Designing your content
In the last few weeks I’ve attended a number of events where buy-side professionals have demonstrated how they evaluate companies in the early stages of making an investment decision. What became clear after listening to the 5th investor was that if your content isn’t easily accessible and legible, they will quickly be moving on to the next company.
The explosion of channels that we have to communicate through has meant that the pressure on corporate communicators to be consistent and transparent has increased with it. In many cases this means that the quality of content produced suffers, primarily because time and resource limited teams opt to use their annual report as a primary content source and then simply cut and paste to various other channels such as their digital properties.

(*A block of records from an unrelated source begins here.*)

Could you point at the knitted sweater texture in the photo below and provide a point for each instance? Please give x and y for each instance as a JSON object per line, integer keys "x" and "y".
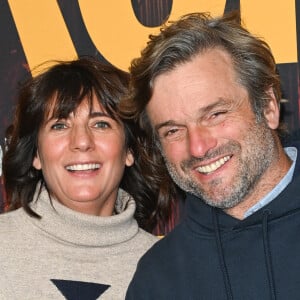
{"x": 67, "y": 254}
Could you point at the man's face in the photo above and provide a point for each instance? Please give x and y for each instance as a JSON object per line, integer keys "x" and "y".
{"x": 212, "y": 143}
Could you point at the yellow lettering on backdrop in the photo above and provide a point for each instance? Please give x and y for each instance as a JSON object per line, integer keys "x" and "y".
{"x": 275, "y": 21}
{"x": 119, "y": 36}
{"x": 179, "y": 8}
{"x": 117, "y": 33}
{"x": 42, "y": 31}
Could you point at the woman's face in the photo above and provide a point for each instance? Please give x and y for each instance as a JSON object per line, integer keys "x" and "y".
{"x": 82, "y": 159}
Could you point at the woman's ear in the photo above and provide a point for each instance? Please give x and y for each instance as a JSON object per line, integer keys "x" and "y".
{"x": 129, "y": 158}
{"x": 37, "y": 162}
{"x": 272, "y": 110}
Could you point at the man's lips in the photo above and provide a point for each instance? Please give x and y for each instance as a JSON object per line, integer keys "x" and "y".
{"x": 83, "y": 167}
{"x": 213, "y": 166}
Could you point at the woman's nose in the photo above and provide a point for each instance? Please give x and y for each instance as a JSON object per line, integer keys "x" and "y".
{"x": 81, "y": 138}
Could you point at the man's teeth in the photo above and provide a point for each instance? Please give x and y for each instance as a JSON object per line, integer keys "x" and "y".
{"x": 83, "y": 167}
{"x": 214, "y": 166}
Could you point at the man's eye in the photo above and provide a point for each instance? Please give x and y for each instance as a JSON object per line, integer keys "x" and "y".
{"x": 58, "y": 126}
{"x": 171, "y": 132}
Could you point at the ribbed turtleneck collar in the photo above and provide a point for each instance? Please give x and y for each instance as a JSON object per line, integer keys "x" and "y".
{"x": 69, "y": 226}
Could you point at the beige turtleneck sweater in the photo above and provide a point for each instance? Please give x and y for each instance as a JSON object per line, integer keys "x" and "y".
{"x": 67, "y": 254}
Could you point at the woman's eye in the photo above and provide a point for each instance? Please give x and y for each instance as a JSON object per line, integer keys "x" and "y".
{"x": 58, "y": 126}
{"x": 102, "y": 124}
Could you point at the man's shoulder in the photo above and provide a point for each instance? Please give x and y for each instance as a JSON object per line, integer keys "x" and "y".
{"x": 166, "y": 247}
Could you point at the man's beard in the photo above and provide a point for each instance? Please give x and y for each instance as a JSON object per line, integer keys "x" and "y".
{"x": 259, "y": 152}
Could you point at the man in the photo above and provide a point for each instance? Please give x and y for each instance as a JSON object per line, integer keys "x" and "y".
{"x": 206, "y": 92}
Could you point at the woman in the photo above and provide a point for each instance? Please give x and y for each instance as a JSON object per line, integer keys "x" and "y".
{"x": 70, "y": 171}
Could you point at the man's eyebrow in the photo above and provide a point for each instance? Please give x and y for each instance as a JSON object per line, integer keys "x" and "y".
{"x": 219, "y": 103}
{"x": 202, "y": 111}
{"x": 95, "y": 114}
{"x": 164, "y": 124}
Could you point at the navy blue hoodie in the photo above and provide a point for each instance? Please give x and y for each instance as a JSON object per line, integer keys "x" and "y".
{"x": 212, "y": 255}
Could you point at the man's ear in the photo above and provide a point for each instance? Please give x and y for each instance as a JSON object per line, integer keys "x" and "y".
{"x": 272, "y": 110}
{"x": 129, "y": 158}
{"x": 37, "y": 162}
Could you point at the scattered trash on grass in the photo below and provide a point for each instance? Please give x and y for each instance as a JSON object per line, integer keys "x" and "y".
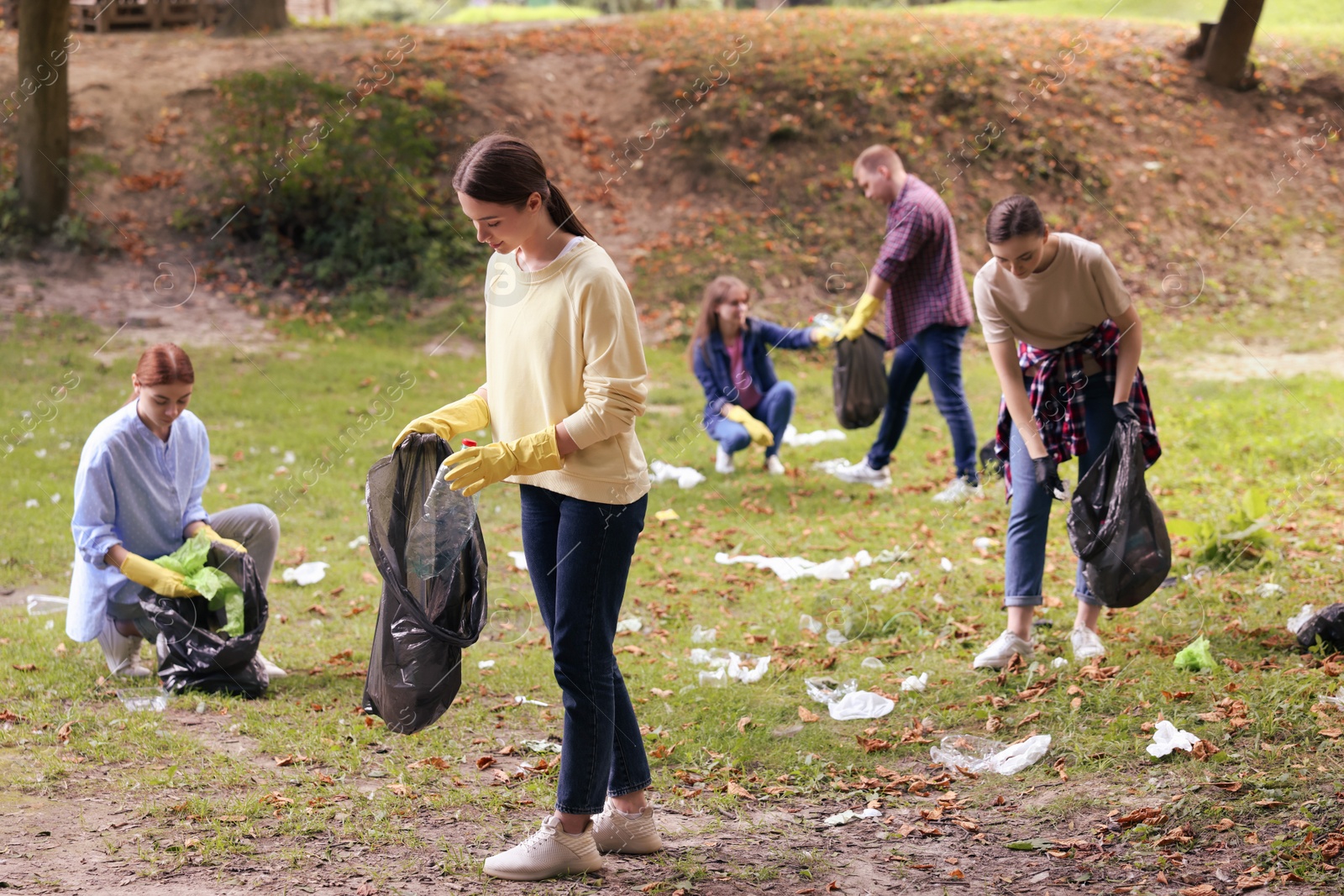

As technology has advanced and investors become savvier in the type of content they consume, this cut and paste approach is now rather inadequate, primarily because the cutting and pasting of an image from a book will often be extremely limiting to a user when it is viewed on a screen. The majority of the research these buy-side professionals are doing is predominantly via websites and presentations on screen. If the major set piece content that conveys who you are and what you do isn’t easy to consume, investors will likely not spend the time trying to work it out.
When we talk to companies that face similar challenges in showcasing content effectively online, they are often amazed at how much more engaging their strategy, or their investment case, can be made; when you think about what you are trying to say before the idea is committed to paper (literally), this has the added benefit of not requiring large quantities of additional budget after the fact, because the content has been defined and designed with each channel in mind.
Designing content that is suitable for a specific medium isn’t rocket science; it just requires a little more forward thinking than the after-the-fact cut and paste approach.
The next time you’re looking at your own website and wondering whether the diagram that has been cut and pasted from page 22 of the annual report is really fulfilling its role, consider the fact that the person you really want to look at it has probably already gone elsewhere to try and find the information, and how can you engineer the content in such a way to stop that from happening.